Pipeline Components and Applications

  1. Home
  2. Docs
  3. Pipeline Components and Applications
  4. Enrichment
  5. Stream Enrich
  6. Run stream enrich

Run stream enrich

Stream enrich can be run with different message queues:

  • kinesis
  • kafka
  • nsq
  • stdin

1. Run

1.1. Docker image (recommended)

With configuration files in path_to_config_dir directory :

docker run \ -d \ --name stream-enrich \ --restart always \ --log-driver awslogs \ --log-opt awslogs-group=${log_group_name} \ --log-opt awslogs-stream=`ec2metadata --instance-id` \ --network host \ -v ${path_to_config_dir}:/snowplow/config \ -e 'JAVA_OPTS=-Xms${heap_size} -Xmx${heap_size} -Dorg.slf4j.simpleLogger.defaultLogLevel=${log_level}' \ snowplow/stream-enrich-${message_queue}:${version} \ --config /snowplow/config/config.hocon \ --resolver file:/snowplow/config/iglu_resolver.json \ --enrichments file:/snowplow/config/enrichments/ \ --force-cached-files-download
Code language: JavaScript (javascript)

1.2. Fat jar

$ java -Dorg.slf4j.simpleLogger.defaultLogLevel=${log_level} \ -jar snowplow-stream-enrich-${message_queue}-${version}.jar \ --config config.hocon \ --resolver file:iglu_resolver.json \ --enrichments file:path/to/enrichments

2. Config in DynamoDB / Datastore

2.1. DynamoDB

When using with Kinesis, it’s possible to store the configuration of the resolver and/or enrichments in DynamoDB. In this case dynamodb: prefix needs to be used in place of file: prefix:

--resolver dynamodb:eu-west-1/configuration_table/resolver \ --enrichments dynamodb:eu-west-1/configuration_table/enrichment_

In this case it’s assumed that the enrichments and resolver are stored in a table named configuration_table in eu-west-1, that the key for that table is id, that the resolver JSON is stored in an item whose key has value resolver, and the enrichments are stored in items whose keys have values beginning with enrichment.

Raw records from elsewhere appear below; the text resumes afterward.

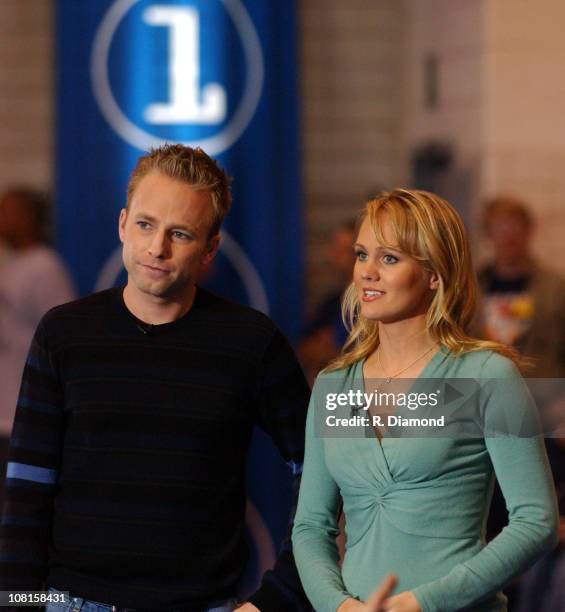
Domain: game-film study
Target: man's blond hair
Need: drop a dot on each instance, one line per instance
(191, 166)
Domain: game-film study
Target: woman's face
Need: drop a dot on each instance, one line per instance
(391, 286)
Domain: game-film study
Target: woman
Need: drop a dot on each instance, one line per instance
(416, 506)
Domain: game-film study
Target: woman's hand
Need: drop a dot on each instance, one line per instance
(376, 600)
(403, 602)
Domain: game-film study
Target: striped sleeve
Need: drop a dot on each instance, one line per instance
(32, 472)
(282, 407)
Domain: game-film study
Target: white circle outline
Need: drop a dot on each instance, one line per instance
(143, 140)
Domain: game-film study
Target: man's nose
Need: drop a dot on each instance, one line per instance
(159, 246)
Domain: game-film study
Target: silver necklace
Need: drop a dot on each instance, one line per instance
(388, 378)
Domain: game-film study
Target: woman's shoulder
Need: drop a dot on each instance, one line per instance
(486, 363)
(341, 373)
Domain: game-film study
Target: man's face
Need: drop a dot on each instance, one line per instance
(511, 238)
(165, 233)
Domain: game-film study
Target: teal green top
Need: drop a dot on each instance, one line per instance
(417, 506)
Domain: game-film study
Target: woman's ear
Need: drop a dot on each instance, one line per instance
(434, 282)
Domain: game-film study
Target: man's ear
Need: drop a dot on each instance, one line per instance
(122, 224)
(211, 249)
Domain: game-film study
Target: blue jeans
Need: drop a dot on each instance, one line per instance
(78, 604)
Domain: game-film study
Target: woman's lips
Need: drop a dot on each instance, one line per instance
(370, 295)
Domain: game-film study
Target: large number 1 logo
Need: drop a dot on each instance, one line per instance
(190, 102)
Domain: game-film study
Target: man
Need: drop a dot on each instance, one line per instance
(127, 473)
(33, 279)
(523, 305)
(523, 302)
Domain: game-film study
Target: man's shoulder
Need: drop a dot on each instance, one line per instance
(94, 305)
(221, 308)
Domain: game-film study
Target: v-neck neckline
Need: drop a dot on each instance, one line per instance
(441, 354)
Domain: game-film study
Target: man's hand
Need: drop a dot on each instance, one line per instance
(403, 602)
(375, 602)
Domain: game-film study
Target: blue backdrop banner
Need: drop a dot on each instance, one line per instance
(220, 74)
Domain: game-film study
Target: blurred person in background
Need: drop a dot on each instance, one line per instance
(33, 279)
(523, 305)
(325, 333)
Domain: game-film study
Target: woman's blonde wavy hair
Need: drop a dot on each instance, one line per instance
(428, 229)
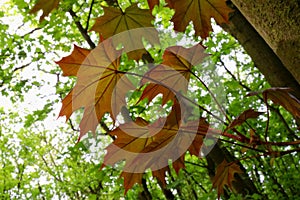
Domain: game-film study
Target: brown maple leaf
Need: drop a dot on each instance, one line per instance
(200, 13)
(100, 87)
(172, 76)
(151, 146)
(46, 5)
(134, 24)
(225, 176)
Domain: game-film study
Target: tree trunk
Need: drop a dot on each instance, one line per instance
(270, 33)
(278, 23)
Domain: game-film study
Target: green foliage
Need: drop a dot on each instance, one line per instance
(40, 157)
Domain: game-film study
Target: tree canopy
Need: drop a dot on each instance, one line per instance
(143, 100)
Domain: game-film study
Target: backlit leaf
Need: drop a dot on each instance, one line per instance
(134, 22)
(225, 176)
(151, 146)
(283, 97)
(46, 5)
(200, 13)
(96, 89)
(173, 74)
(247, 114)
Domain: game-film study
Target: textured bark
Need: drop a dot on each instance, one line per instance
(243, 184)
(278, 22)
(270, 34)
(262, 55)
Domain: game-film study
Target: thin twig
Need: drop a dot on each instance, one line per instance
(89, 16)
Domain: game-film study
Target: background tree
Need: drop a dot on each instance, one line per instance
(37, 163)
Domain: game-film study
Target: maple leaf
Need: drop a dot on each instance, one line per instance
(134, 25)
(199, 12)
(145, 146)
(100, 87)
(247, 114)
(46, 5)
(225, 176)
(173, 74)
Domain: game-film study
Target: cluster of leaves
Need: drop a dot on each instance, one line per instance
(102, 73)
(102, 87)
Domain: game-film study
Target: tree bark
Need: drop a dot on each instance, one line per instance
(278, 23)
(262, 55)
(278, 60)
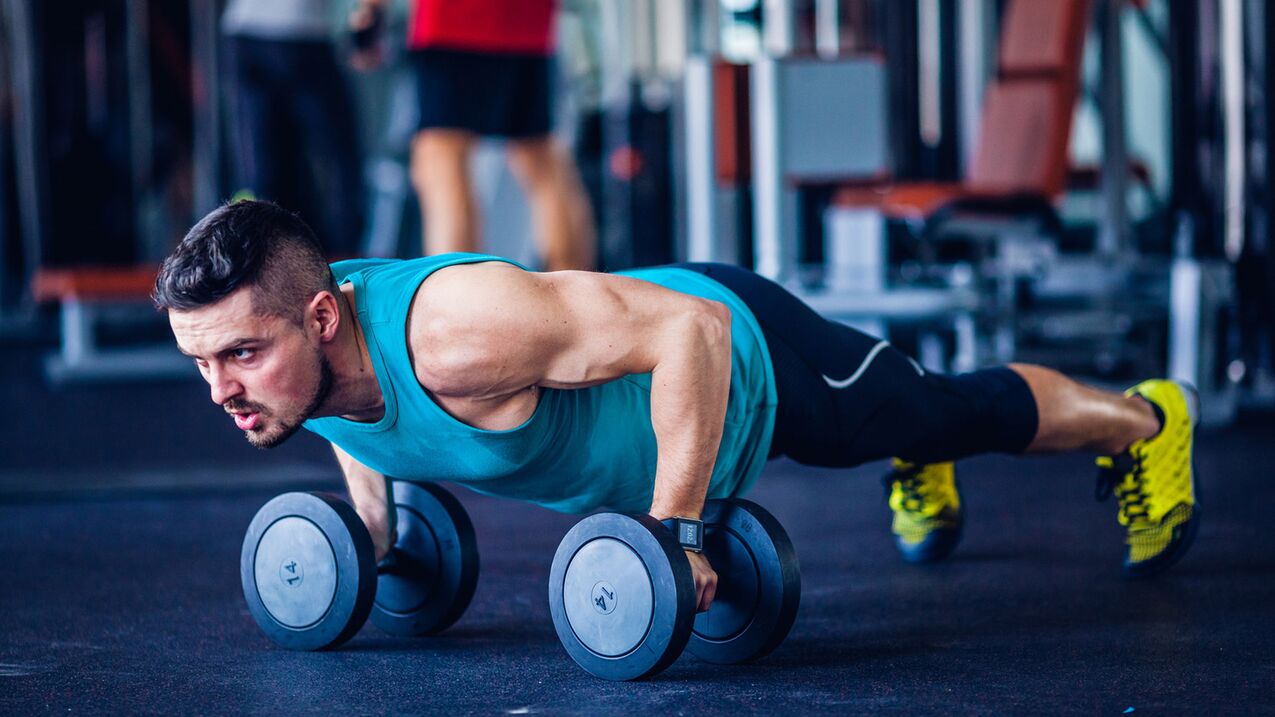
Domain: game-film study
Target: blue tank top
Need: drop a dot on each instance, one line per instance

In the example above configuration_table is a table with 2 columns : id and json.

There must be one line with resolver as id and the content in the json column.

enrichment_ is the prefix used in the id column to configure an enrichment, and then the content must be put in the json column. Here is the list of all the enrichments (with enrichment_ prefix) in id column :

  • enrichment_api_request_enrichment_config
  • enrichment_http_header_extractor_config
  • enrichment_iab_spiders_and_robots_enrichment
  • enrichment_pii_enrichment_config
  • enrichment_sql_query_enrichment_config
  • enrichment_weather_enrichment_config
  • enrichment_yauaa_enrichment_config
  • enrichment_anon_ip
  • enrichment_campaign_attribution
  • enrichment_cookie_extractor_config
  • enrichment_currency_conversion_config
  • enrichment_event_fingerprint_config
  • enrichment_ip_lookups
  • enrichment_javascript_script_config
  • enrichment_referer_parser
  • enrichment_ua_parser_config
  • enrichment_user_agent_utils_config

2.2. Datastore

When using with Google PubSub, it’s possible to store the configuration of the resolver and/or enrichments in Datastore. In this case datastore: prefix needs to be used in place of file: prefix:

--resolver datastore:resolver/iglu \ --enrichments datastore:enrichment/enrich-

In this case it’s assumed that the resolver has kind resolver and has iglu as key, the value being stored in column “json”. It also assumes that the enrichments have kind enrichment and their names start with enrich- with their values being stored in column “json”.